Rumah Gadang Mande Rubiah yang menjadi sakral dan dianggap keramat, tidak terlepas dari pengaruh kebudayaan yang ada di Lunang maupun daerah luar sekitarnya. Rumah gadang dikenal sebagai tempat tua yang menjadi pelindung bagi masyarakat.
Maksudnya rumah gadang adalah tempat yang agung dan berkah bagi orang yang menghormatinya. Kepercayaan ini merupakan suatu bentuk semangat kepercayaan lama yang tidak hilang dimakan zaman, walaupun jumlahnya tidak dapat diperkirakan.
Pengikut kepercayaan ini menganggap tidak melanggar norma-norma agama yang telah ada karena berbagai bentuk tradisi ini menuntun mereka dan tidak terlepas dari cara mereka melaksanakan ibadah agama.
Hanya saja pelaksanaannya bisa dilakukan rumah gadang, mengingat rumah gadang juga difungsikan sebagai tempat ibadah agama.

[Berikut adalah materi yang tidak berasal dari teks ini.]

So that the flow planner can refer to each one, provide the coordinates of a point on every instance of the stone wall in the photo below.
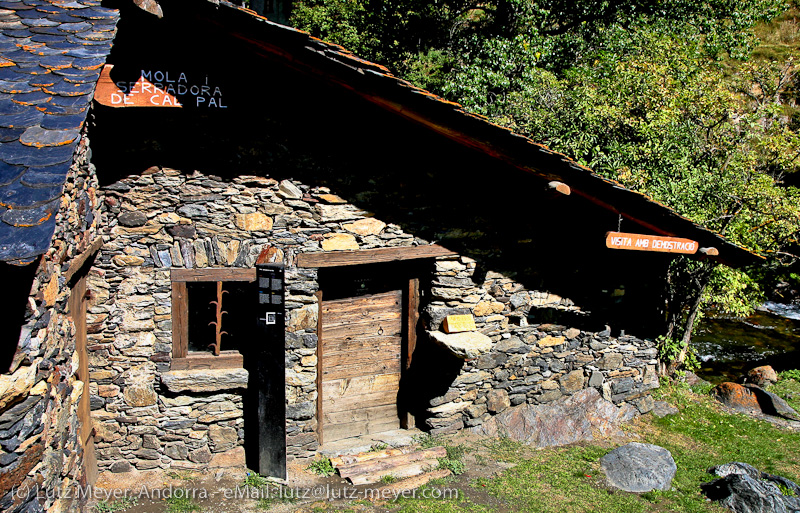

Jadi maksudnya rumah gadang selain sebagai rumah adat tempat yang sakral, juga merupakan rumah ibadah.
Tradisi manjalang (menjelang) atau istilah di daerah tersebut nyalang adalah prosesi adat bercampur agama yang telah mentradisi di Nagari Lunang. Prosesi adat tersebut seperti menyambut hari raya Idul Fitri yang dilangsungkan di rumah gadang Mandeh Rubiah.
Manjalang diartikan dengan mengunjungi rumah gadang Mandeh Rubiah dalam rangka silaturahmi (halal bi halal atau bermaaf-maafan) antar seluruh unsur masyarakat, mulai dari unsur adat, alim ulama dan masyarakat dengan Mandeh Rubiah.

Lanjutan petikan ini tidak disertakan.